Uma aposta arriscada
Esse sucesso, no entanto, pode ter alimentado o excesso de confiança por trás dos mais recentes controles abrangentes de Pequim sobre terras raras. A medida enfureceu a Casa Branca, e o próprio Trump ameaçou retaliar com tarifas de 100% sobre produtos chineses e cancelar a cúpula com Xi. A reação desencadeou um abrandamento precipitado do tom por parte de Pequim. Em 12 de outubro, o Ministério do Comércio da China emitiu um comunicado prometendo implementar os controles de “maneira prudencial e moderada”.
A rápida retração de Pequim ressalta que os EUA continuam a deter uma influência significativa no relacionamento. Altos funcionários do governo, incluindo o Secretário do Tesouro, Scott Bessent, afirmaram que a China continua criticamente dependente de produtos americanos, como motores a jato, para sua crescente indústria de aviação. A perda de acesso a esses produtos de ponta poderia frustrar as próprias ambições tecnológicas e estratégicas da China.
Bessent, por sua vez, também manobrou para manter a porta aberta para uma resolução entre Trump e Xi, mesmo enquanto pressionava. Recentemente, ele repreendeu um negociador chinês específico, uma quebra do protocolo diplomático, em uma tentativa de culpar figuras de nível inferior pelas ações recentes da China e permitir que os dois líderes finalmente resolvessem as coisas sem perder a credibilidade.
Ainda assim, o terreno sob a cúpula esperada havia mudado. Mesmo que Trump tenha suavizado o tom em relação à ameaça tarifária, a nova iniciativa de Pequim em relação às terras raras estimulou o governo a elaborar uma série de contra-ataques caso a China não recue da regra.
De acordo com pessoas próximas à dinâmica da Casa Branca, as autoridades agora estão usando o incidente como um exemplo claro das táticas coercitivas da China. As sanções secundárias propostas à China por suas importações de petróleo russo, que Trump inicialmente vetou, podem estar de volta à mesa.
Trump disse na quarta-feira que planeja conversar com Xi sobre as compras de petróleo russo pela China durante o encontro na Coreia do Sul na próxima semana.

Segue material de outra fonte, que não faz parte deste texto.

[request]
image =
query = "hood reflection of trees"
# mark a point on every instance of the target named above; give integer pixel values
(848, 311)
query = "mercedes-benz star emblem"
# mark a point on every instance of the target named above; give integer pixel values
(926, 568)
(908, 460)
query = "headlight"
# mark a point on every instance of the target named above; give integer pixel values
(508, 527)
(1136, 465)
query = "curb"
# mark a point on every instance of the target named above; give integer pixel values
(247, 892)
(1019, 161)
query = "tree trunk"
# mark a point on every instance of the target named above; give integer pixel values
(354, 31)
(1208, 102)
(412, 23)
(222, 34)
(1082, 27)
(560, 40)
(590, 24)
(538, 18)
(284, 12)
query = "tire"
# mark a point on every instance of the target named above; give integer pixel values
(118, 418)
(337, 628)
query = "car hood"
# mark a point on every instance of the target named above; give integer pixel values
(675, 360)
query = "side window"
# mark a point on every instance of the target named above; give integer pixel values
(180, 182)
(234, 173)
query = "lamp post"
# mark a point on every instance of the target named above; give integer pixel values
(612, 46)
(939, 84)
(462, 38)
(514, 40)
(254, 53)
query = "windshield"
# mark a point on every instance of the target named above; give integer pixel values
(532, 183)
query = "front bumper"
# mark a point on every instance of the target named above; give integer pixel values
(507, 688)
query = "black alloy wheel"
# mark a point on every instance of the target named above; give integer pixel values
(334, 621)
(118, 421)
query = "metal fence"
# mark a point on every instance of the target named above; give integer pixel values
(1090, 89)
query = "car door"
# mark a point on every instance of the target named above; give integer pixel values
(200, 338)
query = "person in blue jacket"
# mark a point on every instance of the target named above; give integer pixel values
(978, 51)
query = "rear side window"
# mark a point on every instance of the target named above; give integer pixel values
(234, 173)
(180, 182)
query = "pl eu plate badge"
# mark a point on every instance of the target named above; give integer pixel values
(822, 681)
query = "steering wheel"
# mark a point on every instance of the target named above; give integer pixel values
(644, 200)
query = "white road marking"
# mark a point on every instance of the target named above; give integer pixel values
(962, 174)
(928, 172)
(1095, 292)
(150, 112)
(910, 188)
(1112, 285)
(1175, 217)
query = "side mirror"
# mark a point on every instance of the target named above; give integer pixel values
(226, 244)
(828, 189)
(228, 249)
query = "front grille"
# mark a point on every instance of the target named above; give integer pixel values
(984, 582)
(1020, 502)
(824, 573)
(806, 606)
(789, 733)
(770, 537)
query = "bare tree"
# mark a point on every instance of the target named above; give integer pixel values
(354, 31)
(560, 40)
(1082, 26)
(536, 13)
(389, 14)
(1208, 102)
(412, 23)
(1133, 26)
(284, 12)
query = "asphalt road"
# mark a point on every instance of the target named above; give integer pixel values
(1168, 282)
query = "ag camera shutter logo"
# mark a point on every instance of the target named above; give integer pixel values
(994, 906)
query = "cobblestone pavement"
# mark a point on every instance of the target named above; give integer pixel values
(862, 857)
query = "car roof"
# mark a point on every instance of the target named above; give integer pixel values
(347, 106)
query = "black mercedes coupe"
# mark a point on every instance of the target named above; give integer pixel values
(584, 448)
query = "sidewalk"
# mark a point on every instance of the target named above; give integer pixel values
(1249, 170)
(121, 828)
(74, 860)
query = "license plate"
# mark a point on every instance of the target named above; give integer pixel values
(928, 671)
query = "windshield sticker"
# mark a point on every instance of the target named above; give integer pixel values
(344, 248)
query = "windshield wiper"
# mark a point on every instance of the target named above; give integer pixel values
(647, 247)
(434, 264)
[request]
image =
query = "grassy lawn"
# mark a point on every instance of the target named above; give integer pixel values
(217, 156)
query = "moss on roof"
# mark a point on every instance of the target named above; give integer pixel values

Isso criou um novo teste de alto risco, colocando os instintos de “mestre negociador” do presidente contra os alertas severos de seu establishment de segurança nacional. Para a China, a questão é se seu manual provocou os próprios linha-dura que deveria contornar.
O resultado final pode depender de uma incompatibilidade fundamental de perspectiva, que define toda a relação EUA-China.
“O foco de Trump é de curto prazo e político”, disse Campbell, ex-secretário de Estado adjunto, “enquanto Xi está focado em sustentar a competição de longo prazo com os EUA”.